Skills are reusable pieces of knowledge — procedures, policies, FAQs, or anything your team needs to reference. In Slack, just tell Kit what you want to save:
"Create a skill called closing-checklist with our end-of-day steps: lock the front door, run the register report, and set the alarm."
You can also upload files directly in Slack — PDFs, Word docs, markdown, or even ZIP archives. Kit will read them and create skills automatically.
Via MCP, use the create_skill tool with a name, description, and content. Skills are written in markdown.
By default, skills are visible to everyone. You can scope them to a specific role (e.g. "managers") when creating.
Rules tell Kit's AI agent how to behave — tone, policies, guardrails. Think of them as standing instructions. In Slack:
"Add a rule: always suggest checking the employee handbook before answering HR questions."
Via MCP, use create_rule with the rule content and an optional priority (lower number = higher priority).
Rules can be scoped to specific roles so different teams get different behavior.
Tasks let Kit do things on a schedule — daily summaries, weekly reminders, recurring reports. Just describe when in plain language:
"Every weekday at 9am, post a morning briefing to this channel." "Every Monday at 8am, remind the team about the weekly standup." "Tomorrow at 3pm, send me the sales report."
Kit understands natural schedules — no cron syntax needed.

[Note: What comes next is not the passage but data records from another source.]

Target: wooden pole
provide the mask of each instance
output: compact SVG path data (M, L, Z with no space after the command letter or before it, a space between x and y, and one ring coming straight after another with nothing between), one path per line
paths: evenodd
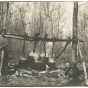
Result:
M73 10L73 38L77 40L77 17L78 16L78 2L74 2ZM72 62L77 62L77 42L72 41Z

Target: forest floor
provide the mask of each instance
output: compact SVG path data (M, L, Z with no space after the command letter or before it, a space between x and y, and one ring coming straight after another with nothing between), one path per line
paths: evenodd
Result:
M17 77L15 74L1 76L0 87L57 87L57 86L84 86L85 82L73 81L72 78L48 78L45 76Z

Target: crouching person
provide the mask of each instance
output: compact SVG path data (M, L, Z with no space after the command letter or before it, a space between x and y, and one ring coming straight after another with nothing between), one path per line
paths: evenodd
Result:
M0 76L7 73L8 67L8 52L7 52L7 39L4 37L6 30L0 32Z

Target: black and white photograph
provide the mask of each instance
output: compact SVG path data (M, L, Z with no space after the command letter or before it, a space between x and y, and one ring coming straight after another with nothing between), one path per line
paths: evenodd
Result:
M88 1L0 1L0 87L88 86Z

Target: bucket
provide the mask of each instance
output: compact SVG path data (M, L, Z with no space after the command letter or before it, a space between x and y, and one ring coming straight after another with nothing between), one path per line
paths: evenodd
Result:
M28 68L34 69L34 57L33 56L28 56Z
M49 66L51 69L56 69L55 62L54 62L53 58L49 58L49 59L48 59L48 66Z
M19 60L19 68L27 69L27 62L28 62L28 60L26 58L21 57Z
M40 60L44 64L48 64L48 57L40 57Z

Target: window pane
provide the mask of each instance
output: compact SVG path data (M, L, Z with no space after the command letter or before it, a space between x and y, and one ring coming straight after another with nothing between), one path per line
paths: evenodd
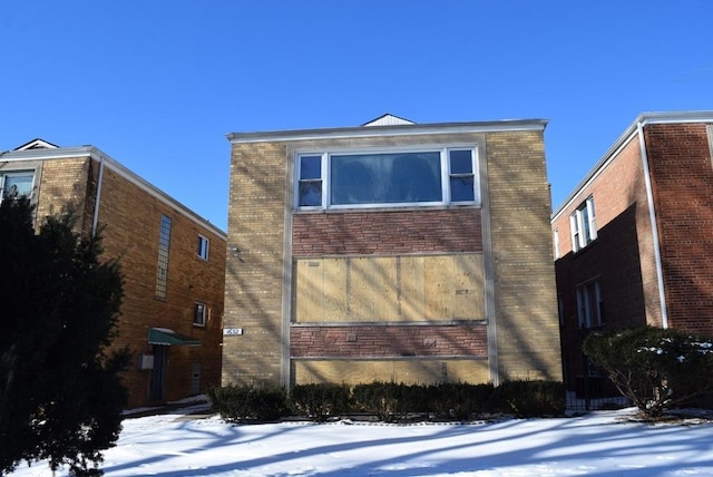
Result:
M300 157L300 178L301 179L322 178L322 157L301 156Z
M322 205L322 181L300 182L300 206Z
M470 150L450 152L451 174L472 174L472 154Z
M475 201L476 192L473 176L451 177L450 199L451 202Z
M32 192L32 173L8 174L4 176L3 196L7 197L12 194L13 191L17 192L18 195L30 195Z
M332 156L330 198L335 205L440 202L440 153Z

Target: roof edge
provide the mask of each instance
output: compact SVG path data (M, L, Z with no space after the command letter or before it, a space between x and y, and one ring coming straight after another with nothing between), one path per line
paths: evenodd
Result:
M559 206L553 211L550 222L555 221L566 208L569 207L574 198L579 192L587 186L592 179L598 175L609 159L615 156L618 150L627 144L632 136L637 132L638 125L646 126L649 124L683 124L683 123L713 123L713 110L700 111L648 111L636 116L628 127L619 135L619 137L609 146L602 157L595 163L584 178L572 189Z
M335 139L370 136L413 136L418 134L448 133L487 133L506 130L544 130L547 119L501 119L496 121L470 123L432 123L404 124L387 126L356 126L316 129L289 129L262 133L229 133L226 135L231 143L262 143L271 140L309 140Z

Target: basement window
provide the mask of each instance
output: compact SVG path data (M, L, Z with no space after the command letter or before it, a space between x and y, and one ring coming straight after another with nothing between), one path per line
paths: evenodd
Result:
M593 196L589 196L569 216L569 228L572 232L573 252L580 251L597 237Z
M35 173L32 171L18 171L0 174L0 191L2 198L8 198L13 194L29 197L32 194L32 182Z

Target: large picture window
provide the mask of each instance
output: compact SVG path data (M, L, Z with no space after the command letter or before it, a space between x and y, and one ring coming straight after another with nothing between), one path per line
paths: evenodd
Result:
M475 204L476 149L297 155L301 208Z

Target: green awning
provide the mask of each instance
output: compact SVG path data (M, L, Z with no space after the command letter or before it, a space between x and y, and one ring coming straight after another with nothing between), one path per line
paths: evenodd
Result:
M167 347L199 347L201 340L185 334L176 333L168 328L149 328L148 344L164 344Z

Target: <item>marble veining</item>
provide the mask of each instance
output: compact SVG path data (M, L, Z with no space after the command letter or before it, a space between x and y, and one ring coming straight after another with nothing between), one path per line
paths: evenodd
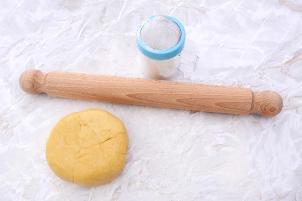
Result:
M302 1L3 0L0 200L302 200ZM35 68L142 78L135 29L168 15L199 56L178 81L275 90L278 116L238 116L31 95ZM56 177L46 140L64 116L107 110L125 123L127 163L87 188Z

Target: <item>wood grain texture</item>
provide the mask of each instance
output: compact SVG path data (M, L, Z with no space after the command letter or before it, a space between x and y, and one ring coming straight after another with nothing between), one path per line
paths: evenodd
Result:
M30 93L199 111L269 117L282 108L274 91L186 82L28 70L20 83Z

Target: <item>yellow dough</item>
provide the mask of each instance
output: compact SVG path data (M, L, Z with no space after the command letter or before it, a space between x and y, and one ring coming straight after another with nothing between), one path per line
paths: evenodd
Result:
M46 143L46 160L60 178L96 186L122 172L127 148L123 122L107 111L88 109L66 116L54 126Z

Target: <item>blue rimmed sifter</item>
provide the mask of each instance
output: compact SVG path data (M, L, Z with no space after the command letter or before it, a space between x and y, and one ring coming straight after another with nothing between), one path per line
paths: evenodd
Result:
M198 57L183 50L185 38L183 26L174 18L155 16L143 21L137 29L136 42L144 76L172 80L178 69L194 72Z

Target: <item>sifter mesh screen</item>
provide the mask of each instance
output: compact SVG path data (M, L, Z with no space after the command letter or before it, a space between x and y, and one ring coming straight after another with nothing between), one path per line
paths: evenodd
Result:
M157 16L146 22L140 31L143 43L150 48L164 50L175 46L181 37L178 26L169 18Z

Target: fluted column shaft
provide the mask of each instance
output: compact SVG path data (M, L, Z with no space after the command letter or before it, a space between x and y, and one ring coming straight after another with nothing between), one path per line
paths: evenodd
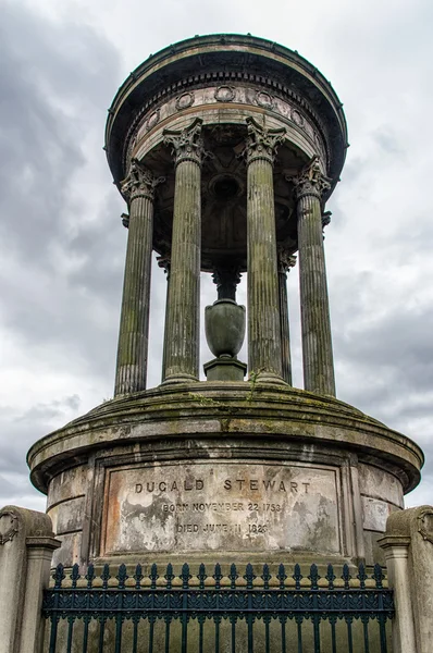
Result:
M279 258L279 292L281 319L281 361L283 379L292 385L290 326L288 320L287 272L295 266L294 256Z
M133 161L122 190L129 197L129 227L114 395L146 389L154 187L160 180Z
M317 159L295 181L297 189L299 283L304 385L335 396L330 304L322 233L321 196L330 187Z
M247 123L248 365L260 380L283 383L273 159L285 130Z
M170 289L166 306L162 378L164 383L197 381L201 260L201 121L183 132L165 131L172 145L176 175Z

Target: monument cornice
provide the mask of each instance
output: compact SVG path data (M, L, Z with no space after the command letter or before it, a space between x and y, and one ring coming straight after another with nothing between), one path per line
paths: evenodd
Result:
M197 77L199 79L197 79ZM299 93L295 93L293 89L286 87L285 85L279 85L276 87L275 84L272 83L273 82L272 79L269 79L268 77L263 77L262 75L259 75L259 74L244 75L243 73L239 72L236 75L236 77L233 78L233 76L231 75L231 73L228 71L218 71L215 73L212 73L212 72L201 73L200 75L196 75L194 77L191 77L191 76L185 77L178 83L178 85L181 85L181 86L176 85L176 88L174 88L174 89L172 88L171 85L166 85L166 86L162 87L162 89L159 90L157 94L154 94L154 96L152 98L150 98L149 100L146 101L146 103L143 106L143 108L139 110L139 112L135 115L135 118L127 131L125 139L124 139L124 148L122 150L122 164L123 164L124 169L127 167L127 162L128 162L128 158L131 156L133 144L134 144L138 133L143 130L143 126L146 125L146 123L149 123L148 131L150 132L159 123L161 109L173 99L176 100L176 110L177 111L182 111L182 110L189 108L189 107L181 106L178 102L180 98L187 96L187 95L191 95L191 94L187 93L188 90L208 89L209 82L220 83L219 85L215 85L215 90L219 90L220 88L228 87L227 84L231 84L231 87L233 87L233 88L236 88L236 87L247 88L249 85L253 84L256 87L262 87L262 88L265 88L267 91L270 91L272 95L270 95L270 93L267 93L265 95L268 95L271 99L281 99L283 101L285 100L285 101L293 103L296 107L297 111L299 112L299 119L298 119L298 122L295 122L295 121L292 121L292 122L294 122L294 125L296 125L298 128L301 128L300 125L304 124L306 119L308 121L311 121L313 126L317 128L320 137L323 139L325 157L326 157L326 159L330 159L331 144L330 144L330 139L329 139L329 136L326 133L325 125L320 120L318 113L312 109L312 107L310 106L308 100L306 98L304 98ZM231 103L233 102L233 104L231 104L231 106L235 106L236 104L235 95L233 95L233 97L230 100L227 100L227 102L228 101ZM216 106L218 106L218 102L221 102L221 100L215 99ZM244 106L244 104L240 104L240 106ZM251 106L253 107L255 103L251 103ZM260 107L260 104L258 102L256 102L256 106ZM196 107L195 107L195 109L196 109ZM268 110L271 110L273 113L275 113L275 115L279 115L277 107L268 108ZM309 135L307 134L307 136L309 136ZM116 181L116 180L114 180L114 181Z
M161 85L169 72L172 84ZM343 104L323 75L296 51L265 39L210 35L187 39L150 57L117 91L109 109L106 130L106 150L114 181L119 182L122 176L124 151L120 151L120 145L125 143L126 136L129 140L128 131L134 130L132 123L139 111L148 111L150 104L146 107L147 102L160 102L168 94L178 95L197 84L209 85L212 78L230 84L245 83L250 77L255 85L287 94L313 118L320 132L330 138L327 173L337 178L345 159L347 127ZM135 113L133 119L132 113ZM319 120L319 114L323 121Z
M202 398L201 398L202 397ZM81 455L137 442L196 438L280 439L305 446L343 448L387 468L409 492L417 485L423 454L408 438L334 397L294 387L252 389L245 382L181 384L120 397L36 442L27 455L32 481L47 490L59 465Z

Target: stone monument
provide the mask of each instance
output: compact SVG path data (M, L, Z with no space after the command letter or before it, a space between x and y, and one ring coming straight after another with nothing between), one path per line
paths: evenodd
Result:
M106 132L128 227L114 398L28 453L62 541L54 563L381 559L423 456L335 397L323 227L346 148L331 84L249 35L170 46L119 89ZM147 389L153 250L168 288L162 380ZM289 356L296 252L304 390ZM218 291L205 311L200 272ZM214 358L199 381L205 313Z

You can also create one-time tasks by specifying a date and time.
Kit uses roles to control access. Create roles (e.g. "managers", "kitchen-staff"), assign users, then scope skills, rules, and tasks to those roles.
"Create a role called managers" "Assign @jane to managers" "Create a skill called payroll-process scoped to managers"
Anything scoped to "tenant" is visible to everyone. Anything with no scopes is invisible (default deny).
In Slack, just ask a question — Kit automatically searches relevant skills and memories to answer.
"What's our return policy?" "How do I close out the register?"
Via MCP, use search_skills with a query, or list_skills to browse everything you have access to.